The solution is the Common Language Specification (CLS). The CLS defines the reasonable subset of the CTS that should be sufficient to support cross-language integration, and specifically excludes problem areas such as unsigned integers, operator overloading, and more.
Each managed language decides how much of the CTS to support. Languages that can consume any CLS-compliant type are known as CLS Consumers. Languages which can extend any existing CLS-compliant type are known as CLS Extenders. Naturally, managed languages are free to support CTS features over and above the CLS, and most do. As an example, the C# language is both a CLS Consumer and a CLS Extender, and supports all of the important CTS features.

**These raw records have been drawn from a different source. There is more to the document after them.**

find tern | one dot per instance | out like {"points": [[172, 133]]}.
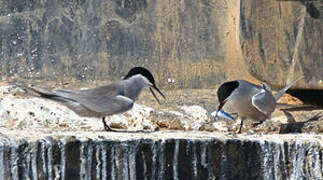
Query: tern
{"points": [[105, 100], [250, 101]]}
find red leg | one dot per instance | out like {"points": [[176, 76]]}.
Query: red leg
{"points": [[240, 128], [106, 126], [256, 124]]}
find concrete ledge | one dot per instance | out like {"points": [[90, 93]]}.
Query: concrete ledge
{"points": [[159, 155]]}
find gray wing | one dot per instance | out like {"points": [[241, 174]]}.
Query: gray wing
{"points": [[282, 91], [105, 99], [264, 102]]}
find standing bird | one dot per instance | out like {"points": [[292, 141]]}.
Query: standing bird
{"points": [[106, 100], [250, 101]]}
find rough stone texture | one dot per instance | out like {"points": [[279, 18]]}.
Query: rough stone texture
{"points": [[97, 39], [282, 40], [162, 155]]}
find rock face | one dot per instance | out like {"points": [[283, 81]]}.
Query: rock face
{"points": [[281, 40], [162, 155], [197, 43], [94, 39]]}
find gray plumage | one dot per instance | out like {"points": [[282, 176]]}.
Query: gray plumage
{"points": [[250, 101], [106, 100]]}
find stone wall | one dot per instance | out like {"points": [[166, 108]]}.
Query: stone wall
{"points": [[282, 40], [197, 43]]}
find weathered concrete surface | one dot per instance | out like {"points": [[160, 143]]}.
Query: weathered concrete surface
{"points": [[97, 39], [281, 40], [159, 155], [197, 43]]}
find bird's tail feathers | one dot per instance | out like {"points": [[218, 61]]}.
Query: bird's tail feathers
{"points": [[282, 91], [39, 91]]}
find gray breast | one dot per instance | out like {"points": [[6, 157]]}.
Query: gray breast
{"points": [[240, 101]]}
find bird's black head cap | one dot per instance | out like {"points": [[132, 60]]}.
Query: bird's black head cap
{"points": [[226, 89], [143, 71]]}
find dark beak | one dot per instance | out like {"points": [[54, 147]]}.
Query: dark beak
{"points": [[220, 107], [151, 90]]}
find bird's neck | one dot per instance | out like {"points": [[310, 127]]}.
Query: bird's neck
{"points": [[134, 85]]}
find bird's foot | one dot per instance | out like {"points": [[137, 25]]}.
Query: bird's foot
{"points": [[256, 124], [106, 126]]}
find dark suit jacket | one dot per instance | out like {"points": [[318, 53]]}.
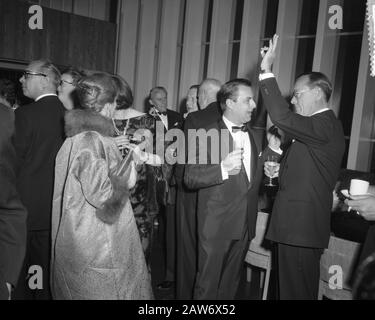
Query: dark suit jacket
{"points": [[197, 120], [39, 136], [12, 213], [226, 208], [308, 173]]}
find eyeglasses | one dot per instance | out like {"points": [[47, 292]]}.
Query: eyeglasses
{"points": [[298, 93], [64, 81], [26, 74]]}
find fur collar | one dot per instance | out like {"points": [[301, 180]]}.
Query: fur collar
{"points": [[78, 121]]}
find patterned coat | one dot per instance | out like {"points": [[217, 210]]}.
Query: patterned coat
{"points": [[96, 249]]}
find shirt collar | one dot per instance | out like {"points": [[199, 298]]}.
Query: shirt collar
{"points": [[230, 124], [320, 111], [45, 95]]}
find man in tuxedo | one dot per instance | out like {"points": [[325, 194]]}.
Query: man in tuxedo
{"points": [[12, 213], [39, 136], [228, 192], [170, 119], [186, 203], [300, 220]]}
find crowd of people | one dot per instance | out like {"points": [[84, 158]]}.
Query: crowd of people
{"points": [[83, 186]]}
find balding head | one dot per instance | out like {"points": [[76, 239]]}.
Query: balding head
{"points": [[207, 92]]}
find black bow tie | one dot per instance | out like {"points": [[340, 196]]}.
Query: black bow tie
{"points": [[236, 129]]}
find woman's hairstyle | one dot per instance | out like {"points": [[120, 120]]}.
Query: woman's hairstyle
{"points": [[96, 90], [75, 73], [8, 91], [124, 98], [48, 68]]}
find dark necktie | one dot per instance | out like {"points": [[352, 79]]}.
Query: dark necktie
{"points": [[236, 129]]}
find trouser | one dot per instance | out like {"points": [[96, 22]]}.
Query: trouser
{"points": [[299, 270], [186, 253], [33, 283], [220, 263]]}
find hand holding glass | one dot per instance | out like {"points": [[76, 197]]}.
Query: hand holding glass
{"points": [[271, 167]]}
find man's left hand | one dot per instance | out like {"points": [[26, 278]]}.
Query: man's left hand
{"points": [[365, 205]]}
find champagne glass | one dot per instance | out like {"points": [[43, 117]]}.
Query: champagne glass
{"points": [[272, 165]]}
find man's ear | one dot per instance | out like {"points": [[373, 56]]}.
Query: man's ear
{"points": [[229, 104]]}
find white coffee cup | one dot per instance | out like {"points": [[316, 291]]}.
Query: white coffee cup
{"points": [[358, 187]]}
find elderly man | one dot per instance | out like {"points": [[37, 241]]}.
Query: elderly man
{"points": [[300, 220], [228, 193], [39, 136], [209, 112], [12, 213], [171, 119]]}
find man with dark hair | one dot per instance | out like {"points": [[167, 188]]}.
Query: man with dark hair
{"points": [[171, 119], [300, 220], [209, 112], [39, 136], [227, 192], [12, 213]]}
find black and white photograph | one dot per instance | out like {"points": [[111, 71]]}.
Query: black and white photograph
{"points": [[190, 155]]}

The combination of the rich and flexible CTS and the widely supported CLS has led to many languages being adapted to target the .NET platform. At the time of this writing, Microsoft was offering compilers for six managed languages (C#, VB.NET, JScript, Managed Extensions for C++, Microsoft IL, and J#), and a host of other commercial vendors and academics were offering managed versions of languages, such as COBOL, Eiffel, Haskell, Mercury, Mondrian, Oberon, Forth, Scheme, Smalltalk, APL, several flavors of Pascal, and more.
Given the level of interest from industry and academia, one might say that .NET has spawned something of a renaissance in programming-language innovation.
Developer needs (and Windows capabilities) have evolved much since Windows 1.0 was introduced in November 1985. As Windows has grown to meet new customer needs, the accompanying APIs have grown by orders of magnitude over time, becoming ever more complex, increasingly inconsistent, and almost impossible to comprehend in their totality.
Additionally, while modern paradigms such as object orientation, component software, and Internet standards had emerged and, in many cases, joined the mainstream, these advances had not yet been incorporated into the Windows programming model in a comprehensive and consistent manner.
Given the issues, and the degree of change already inherent in the move to a managed execution environment, the time was ripe for a clean start. As a result, the .NET Framework replaces most (though not all) of the traditional Windows API sets with a well-factored, object-oriented class library called the Framework Class Library (FCL).
The FCL provides a diverse array of higher-level software services, addressing the needs of modern applications. Conceptually, these can be grouped into several categories such as:
The FCL is vast, including more than 3,500 classes. For a more detailed overview of the facilities in the FCL, see Chapter 5.